12 Web Scraping in R

https://learn.datacamp.com/courses/web-scraping-in-r

12.1 Introduction to HTML and Web Scraping

Read in HTML

A necessary package to read HTML is rvest:

library(rvest)
library(tidyverse)
library(httr)
library(xml2)

Take the html_excerpt_raw variable and turn it into an HTML document that R understands using a function from the rvest package:

html_excerpt_raw <- '
<html> 
  <body> 
    <h1>Web scraping is cool</h1>
    <p>It involves writing code – be it R or Python.</p>
    <p><a href="https://datacamp.com">DataCamp</a> 
        has courses on it.</p>
  </body> 
</html>'

# Turn the raw excerpt into an HTML document R understands
html_excerpt <- read_html(html_excerpt_raw)
html_excerpt
## {html_document}
## <html>
## [1] <body> \n    <h1>Web scraping is cool</h1>\n    <p>It involves writing co ...

Use the xml_structure() function to get a better overview of the tag hierarchy of the HTML excerpt:

xml_structure(html_excerpt)
## <html>
##   <body>
##     {text}
##     <h1>
##       {text}
##     {text}
##     <p>
##       {text}
##     {text}
##     <p>
##       <a [href]>
##         {text}
##       {text}
##     {text}

read_html(url) : scrape HTML content from a given URL

html_nodes(): identifies HTML wrappers.

html_nodes(“.class”): calls node based on CSS class

html_nodes(“#id”): calls node based on

id

html_nodes(xpath=”xpath”): calls node based on xpath (we’ll cover this later)
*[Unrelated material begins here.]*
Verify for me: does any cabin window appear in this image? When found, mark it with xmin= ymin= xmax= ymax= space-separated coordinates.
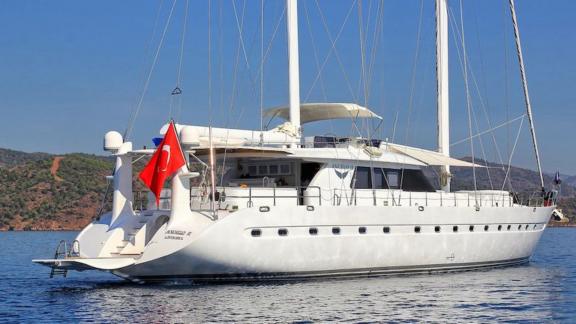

html_table(): turns HTML tables into data frames

html_text(): strips the HTML tags and extracts only the text

12.3 Advanced Selection with XPATH

Select by class and ID with XPATH

weather_html <- "
<html>
  <body>
    <div id = 'first'>
      <h1 class = 'big'>Berlin Weather Station</h1>
      <p class = 'first'>Temperature: 20°C</p>
      <p class = 'second'>Humidity: 45%</p>
    </div>
    <div id = 'second'>...</div>
    <div id = 'third'>
      <p class = 'first'>Sunshine: 5hrs</p>
      <p class = 'second'>Precipitation: 0mm</p>
    </div>
  </body>
</html>"

weather_html <- read_html(weather_html)

Start by selecting all p tags in the above HTML using XPATH.

# Select all p elements
weather_html %>%
    html_nodes(xpath = '//p')
## {xml_nodeset (4)}
## [1] <p class="first">Temperature: 20°C</p>
## [2] <p class="second">Humidity: 45%</p>
## [3] <p class="first">Sunshine: 5hrs</p>
## [4] <p class="second">Precipitation: 0mm</p>

Now select only the p elements with class second.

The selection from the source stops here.